One, two, three...I sensed when the whip rose and gritted my teeth until it landed. "One at a time," Krusche said. "Slowly. Let him suffer." The time of waiting between the blows doubled my pain. I bit my lips until they bled. And so it went on, seemingly forever. The last number I remembered counting was fifteen. I heard Krusche rumbling, "Slower. Harder." At that point, I thought, life had left me, and I remembered nothing further.
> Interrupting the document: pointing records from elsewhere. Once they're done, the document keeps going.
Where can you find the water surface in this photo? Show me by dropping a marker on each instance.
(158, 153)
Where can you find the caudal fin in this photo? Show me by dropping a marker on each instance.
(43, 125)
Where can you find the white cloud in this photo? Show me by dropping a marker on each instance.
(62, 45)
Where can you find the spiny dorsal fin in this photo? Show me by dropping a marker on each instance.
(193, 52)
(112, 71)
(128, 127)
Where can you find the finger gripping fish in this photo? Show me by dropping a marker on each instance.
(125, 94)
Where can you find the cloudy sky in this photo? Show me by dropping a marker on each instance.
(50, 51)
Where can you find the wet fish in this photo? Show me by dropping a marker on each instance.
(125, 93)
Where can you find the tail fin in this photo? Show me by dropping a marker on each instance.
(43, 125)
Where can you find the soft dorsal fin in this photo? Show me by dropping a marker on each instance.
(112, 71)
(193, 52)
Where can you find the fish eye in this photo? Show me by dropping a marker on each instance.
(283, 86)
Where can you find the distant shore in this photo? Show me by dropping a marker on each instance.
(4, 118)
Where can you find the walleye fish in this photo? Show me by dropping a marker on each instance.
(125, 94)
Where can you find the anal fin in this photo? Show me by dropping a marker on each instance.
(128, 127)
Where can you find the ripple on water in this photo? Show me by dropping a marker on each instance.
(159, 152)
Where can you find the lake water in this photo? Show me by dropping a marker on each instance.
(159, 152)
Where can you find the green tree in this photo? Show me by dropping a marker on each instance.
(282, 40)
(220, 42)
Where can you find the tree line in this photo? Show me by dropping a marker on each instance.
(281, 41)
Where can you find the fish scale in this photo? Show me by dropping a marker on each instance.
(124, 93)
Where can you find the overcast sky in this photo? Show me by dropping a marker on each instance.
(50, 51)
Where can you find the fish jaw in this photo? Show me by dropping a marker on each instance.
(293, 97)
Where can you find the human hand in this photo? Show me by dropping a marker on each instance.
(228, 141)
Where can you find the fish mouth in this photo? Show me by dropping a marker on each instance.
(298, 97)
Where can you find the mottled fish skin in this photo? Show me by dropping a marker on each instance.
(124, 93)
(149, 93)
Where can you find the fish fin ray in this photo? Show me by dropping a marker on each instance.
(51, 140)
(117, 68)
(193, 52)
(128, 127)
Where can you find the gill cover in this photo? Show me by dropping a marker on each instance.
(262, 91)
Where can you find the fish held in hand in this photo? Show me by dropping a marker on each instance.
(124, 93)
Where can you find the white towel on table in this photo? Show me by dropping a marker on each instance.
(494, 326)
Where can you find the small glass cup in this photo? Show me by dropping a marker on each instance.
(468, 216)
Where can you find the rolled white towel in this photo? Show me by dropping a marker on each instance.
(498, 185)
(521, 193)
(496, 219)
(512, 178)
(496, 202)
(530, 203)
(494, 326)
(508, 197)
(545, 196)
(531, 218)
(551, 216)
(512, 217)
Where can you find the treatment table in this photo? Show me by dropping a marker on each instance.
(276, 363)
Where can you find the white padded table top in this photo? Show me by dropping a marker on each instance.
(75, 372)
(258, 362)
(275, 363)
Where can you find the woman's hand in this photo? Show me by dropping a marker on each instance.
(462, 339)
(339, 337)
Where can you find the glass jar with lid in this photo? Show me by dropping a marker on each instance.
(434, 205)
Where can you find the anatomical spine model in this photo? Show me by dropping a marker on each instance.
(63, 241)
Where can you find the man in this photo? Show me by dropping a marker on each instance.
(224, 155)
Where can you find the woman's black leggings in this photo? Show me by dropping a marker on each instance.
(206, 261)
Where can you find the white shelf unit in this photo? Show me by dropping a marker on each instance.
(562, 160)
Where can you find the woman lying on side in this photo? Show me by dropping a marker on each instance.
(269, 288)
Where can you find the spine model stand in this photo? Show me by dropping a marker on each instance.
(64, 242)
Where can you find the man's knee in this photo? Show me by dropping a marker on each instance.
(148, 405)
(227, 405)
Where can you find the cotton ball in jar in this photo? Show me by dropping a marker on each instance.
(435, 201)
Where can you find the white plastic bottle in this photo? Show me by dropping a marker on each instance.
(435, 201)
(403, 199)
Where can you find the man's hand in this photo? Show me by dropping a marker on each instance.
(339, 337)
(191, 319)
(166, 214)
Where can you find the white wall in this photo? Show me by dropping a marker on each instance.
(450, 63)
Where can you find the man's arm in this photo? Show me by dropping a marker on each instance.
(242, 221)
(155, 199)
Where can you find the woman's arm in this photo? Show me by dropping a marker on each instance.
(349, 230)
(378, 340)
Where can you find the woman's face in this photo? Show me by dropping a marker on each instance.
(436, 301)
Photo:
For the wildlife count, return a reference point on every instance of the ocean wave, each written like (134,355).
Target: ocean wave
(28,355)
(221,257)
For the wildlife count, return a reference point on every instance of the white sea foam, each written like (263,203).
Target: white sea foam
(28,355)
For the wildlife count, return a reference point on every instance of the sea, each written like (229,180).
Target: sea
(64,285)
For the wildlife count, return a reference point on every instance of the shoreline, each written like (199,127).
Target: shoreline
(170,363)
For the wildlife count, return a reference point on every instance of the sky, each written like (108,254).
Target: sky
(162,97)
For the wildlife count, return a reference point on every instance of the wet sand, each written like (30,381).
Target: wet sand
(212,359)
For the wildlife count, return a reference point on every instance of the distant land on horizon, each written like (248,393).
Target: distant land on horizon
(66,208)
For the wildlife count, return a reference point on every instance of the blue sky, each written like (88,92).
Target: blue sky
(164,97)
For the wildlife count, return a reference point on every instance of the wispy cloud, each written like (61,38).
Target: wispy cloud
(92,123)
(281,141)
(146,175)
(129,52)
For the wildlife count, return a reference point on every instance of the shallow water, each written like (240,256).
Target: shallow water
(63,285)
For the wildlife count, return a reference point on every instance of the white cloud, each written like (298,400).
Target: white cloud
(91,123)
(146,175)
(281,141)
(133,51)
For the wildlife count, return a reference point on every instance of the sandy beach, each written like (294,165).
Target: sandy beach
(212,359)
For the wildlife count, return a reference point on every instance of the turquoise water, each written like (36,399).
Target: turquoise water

By the time I realized I was still alive, I was on the corridor floor, still only half conscious, with my hands on my belly, doubled over with pain. I saw Papa and a few other inmates leaning over me, staring. I felt numb. Slowly I grew conscious and remembered what had happened. Papa and some others tried to help me to my feet. I got up, staggering. Blood was dripping from my mouth and nose. Papa ordered me to tilt my head back until the bleeding stopped. He shared all of my anguish. When they got me to the washroom, I saw Krusche's fingerprints on my face. Because of my bludgeoned behind, I walked with my legs wide apart, trying to keep my clothes from brushing against my flesh. The most persistent and excruciating pain, however, was in my stomach.

Then I returned to the room and slid into my bunk. I pondered, wondering whether there was really a God, as I was taught to believe. I wallowed on the bunk. I thought about Feivel. Something must have gone wrong with his mind. How could he, also an inmate here, turn on his brothers? Perhaps he wanted to ingratiate himself with Krusche? These and other questions raced through my head.

It was the first time Krusche had punished any of us so brutally. As the night continued and the throbbing in my stomach didn't subside, I wondered, Will I have to live with this pain from now on? The pain did not stop then and has not ever since.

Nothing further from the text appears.